Tonight (after a really fun trip to Cambridge to see litlove — about which I have much more to say in my next post!) I saw the most amazing production of Much Ado About Nothing at the National Theatre. Much Ado is a comedy that’s perpetually darkening — the witty banter of Beatrice and Benedick, for example, is shadowed by Claudio’s brutal accusation of Hero’s infidelity just as he and Hero reach the altar. Beatrice and Benedick are the only middle-aged lovers in all the comedies (there is a strong suggestion that they have loved each other before, and that Benedick dumped Beatrice, so having a history together is what makes most directors cast them as middle aged.) And so love for them is a little more rueful than it is for younger lovers, although still giddy enough for this to be a satisfying comedy, and to keep the darkness at bay.
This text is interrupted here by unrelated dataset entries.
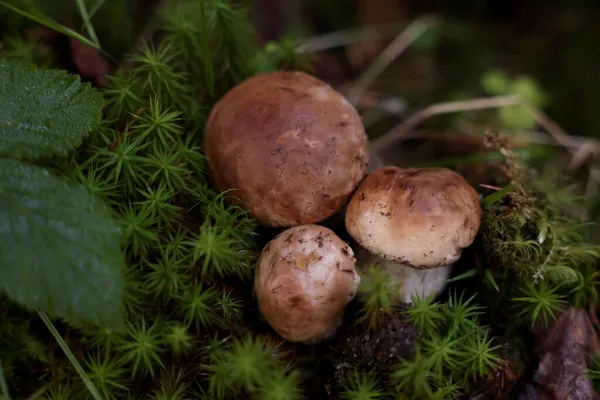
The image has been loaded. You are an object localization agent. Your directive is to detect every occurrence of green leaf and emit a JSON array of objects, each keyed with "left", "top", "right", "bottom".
[
  {"left": 481, "top": 183, "right": 516, "bottom": 207},
  {"left": 0, "top": 159, "right": 125, "bottom": 327},
  {"left": 481, "top": 69, "right": 510, "bottom": 96},
  {"left": 0, "top": 60, "right": 103, "bottom": 157},
  {"left": 445, "top": 268, "right": 477, "bottom": 283}
]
What struck me most tonight (aside from the wonderful performances, the great staging and the really terrific music and dance) is that very little separates Much Ado from Romeo and Juliet — they share, for example, a friar who has the bright idea of suggesting to a young woman in love that her troubles will all be cleared up if she’ll just pretend to be dead for a while. Now why didn’t I think of that when I was in my twenties? In one play she comes to life to reunite with her lover and in the other… well, not so good. There is also a challenge to a duel, one avoided in Much Ado and one unavoidable in Romeo and Juliet. Much Ado ends with marriage; Romeo and Juliet ends with death. But very little more than chance and luck seems to separate the lovers in the comedy from the lovers in the tragedy. Maybe that is the point, in fact.

And so to bed, after one last cup of tea and a little bit of packing.